Alfred Gresham Jones (1824–1915) was an Irish architect who moved to Australia after 1888.

Jones was born in 1824 in Dublin, and attended the Royal Dublin Society's School of Architectural Drawing in the 1840s and spent time in London and with Irish architect John Skipton Mulvany before beginning his own career.

His architect career in Ireland began in the 1850s, and by 1888 he had emigrated to Australia, but it is unclear if he continued his vocation.

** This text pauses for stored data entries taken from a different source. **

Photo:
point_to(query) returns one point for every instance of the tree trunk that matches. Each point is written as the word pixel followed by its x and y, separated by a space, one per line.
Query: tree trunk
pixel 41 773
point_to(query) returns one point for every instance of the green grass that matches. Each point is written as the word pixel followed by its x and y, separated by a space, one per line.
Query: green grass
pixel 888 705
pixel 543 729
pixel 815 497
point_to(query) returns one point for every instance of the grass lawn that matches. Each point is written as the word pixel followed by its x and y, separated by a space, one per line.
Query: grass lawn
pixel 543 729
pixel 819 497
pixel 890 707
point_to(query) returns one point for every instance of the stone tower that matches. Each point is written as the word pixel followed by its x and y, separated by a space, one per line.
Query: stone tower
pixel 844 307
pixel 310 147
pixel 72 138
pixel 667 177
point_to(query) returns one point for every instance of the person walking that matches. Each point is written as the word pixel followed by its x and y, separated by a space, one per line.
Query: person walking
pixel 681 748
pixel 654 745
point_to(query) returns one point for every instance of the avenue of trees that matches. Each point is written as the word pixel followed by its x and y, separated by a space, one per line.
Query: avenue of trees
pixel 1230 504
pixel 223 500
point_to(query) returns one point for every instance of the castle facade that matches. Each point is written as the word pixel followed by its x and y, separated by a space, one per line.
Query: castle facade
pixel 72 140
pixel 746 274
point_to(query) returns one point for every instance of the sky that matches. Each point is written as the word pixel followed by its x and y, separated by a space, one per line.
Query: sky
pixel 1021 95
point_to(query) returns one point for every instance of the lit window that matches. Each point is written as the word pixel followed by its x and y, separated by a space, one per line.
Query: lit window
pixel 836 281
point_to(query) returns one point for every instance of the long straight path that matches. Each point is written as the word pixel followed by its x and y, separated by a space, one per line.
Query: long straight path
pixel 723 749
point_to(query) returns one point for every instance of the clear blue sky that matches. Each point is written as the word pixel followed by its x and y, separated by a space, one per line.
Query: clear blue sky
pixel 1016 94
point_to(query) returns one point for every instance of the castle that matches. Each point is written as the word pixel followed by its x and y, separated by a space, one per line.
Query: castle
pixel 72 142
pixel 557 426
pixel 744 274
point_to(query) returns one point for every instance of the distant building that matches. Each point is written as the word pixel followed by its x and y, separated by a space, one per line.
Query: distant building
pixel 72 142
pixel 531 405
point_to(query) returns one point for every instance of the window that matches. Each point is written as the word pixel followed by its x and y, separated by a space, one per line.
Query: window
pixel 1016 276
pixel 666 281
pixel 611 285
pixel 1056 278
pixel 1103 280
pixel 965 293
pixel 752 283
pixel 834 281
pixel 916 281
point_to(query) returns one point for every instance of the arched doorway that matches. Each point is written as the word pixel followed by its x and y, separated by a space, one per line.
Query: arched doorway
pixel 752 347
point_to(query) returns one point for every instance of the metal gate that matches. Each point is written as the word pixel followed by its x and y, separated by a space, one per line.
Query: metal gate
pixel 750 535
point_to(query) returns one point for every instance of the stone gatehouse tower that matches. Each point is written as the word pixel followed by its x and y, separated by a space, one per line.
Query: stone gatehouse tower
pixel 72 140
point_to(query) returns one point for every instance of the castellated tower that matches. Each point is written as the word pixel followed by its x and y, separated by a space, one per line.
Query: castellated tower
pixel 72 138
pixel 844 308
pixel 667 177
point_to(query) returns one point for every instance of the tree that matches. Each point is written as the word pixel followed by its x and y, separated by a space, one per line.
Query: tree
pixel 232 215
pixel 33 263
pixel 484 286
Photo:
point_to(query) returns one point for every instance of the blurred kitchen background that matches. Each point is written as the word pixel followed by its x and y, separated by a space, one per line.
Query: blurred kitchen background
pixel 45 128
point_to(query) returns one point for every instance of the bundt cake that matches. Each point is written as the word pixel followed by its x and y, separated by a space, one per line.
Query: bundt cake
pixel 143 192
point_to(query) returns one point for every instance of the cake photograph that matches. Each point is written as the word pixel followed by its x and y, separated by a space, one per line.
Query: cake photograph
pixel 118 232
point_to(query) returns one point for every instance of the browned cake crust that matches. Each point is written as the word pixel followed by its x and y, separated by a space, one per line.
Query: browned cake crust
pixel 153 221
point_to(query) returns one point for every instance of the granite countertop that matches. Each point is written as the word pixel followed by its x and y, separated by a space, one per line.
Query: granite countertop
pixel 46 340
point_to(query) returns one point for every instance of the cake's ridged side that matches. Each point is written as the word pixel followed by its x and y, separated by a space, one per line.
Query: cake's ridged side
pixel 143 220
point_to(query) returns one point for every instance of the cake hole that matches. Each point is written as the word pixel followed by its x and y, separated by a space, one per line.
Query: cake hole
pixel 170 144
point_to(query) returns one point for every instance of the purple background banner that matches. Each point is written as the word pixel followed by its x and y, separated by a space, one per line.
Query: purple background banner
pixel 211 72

==Buildings designed by Jones==
Most of Jones' work was in Dublin before 1888:
- Strathmore (Killiney), Dublin 1860s
- Dalkey Methodist Church, Dublin 1861
- interior of Merrion Hall Dublin 1863 - now O'Callaghan-Davenport Hotel
- Dublin Exhibition Crystal Palace 1863 - preparatory to the International Exhibition of Arts and Manufactures
- Bray Methodist Church, Bray, County Wicklow 1864
- Sandymount Methodist Church, Dublin 1864
- Athlone Methodist Church 1865
- St. Paul's Church, Glenageary, County Dublin 1865
- Earlsfort Terrace complex, Dublin 1865
- Villa Carlotta, Monkstown 1870
- Villa Verona, Monkstown 1873
- Wesley College, Dublin 1879
- Mytilene, 53 Ailesbury Road, Dublin 1883

==Personal life==
Jones married Julia Charlotte Malyn (died 1929) in 1855 and they had several children (Charlotte Dixon, Alice Johnson, Mary Watson, Alfred, Maude Allen and Walter).

==Later years and death==
Jones immigrated to Australia, but does not appear to have practised as an architect, as no major work is accounted to him during this time. He developed an interest in verse during this time and died in Melbourne in 1915.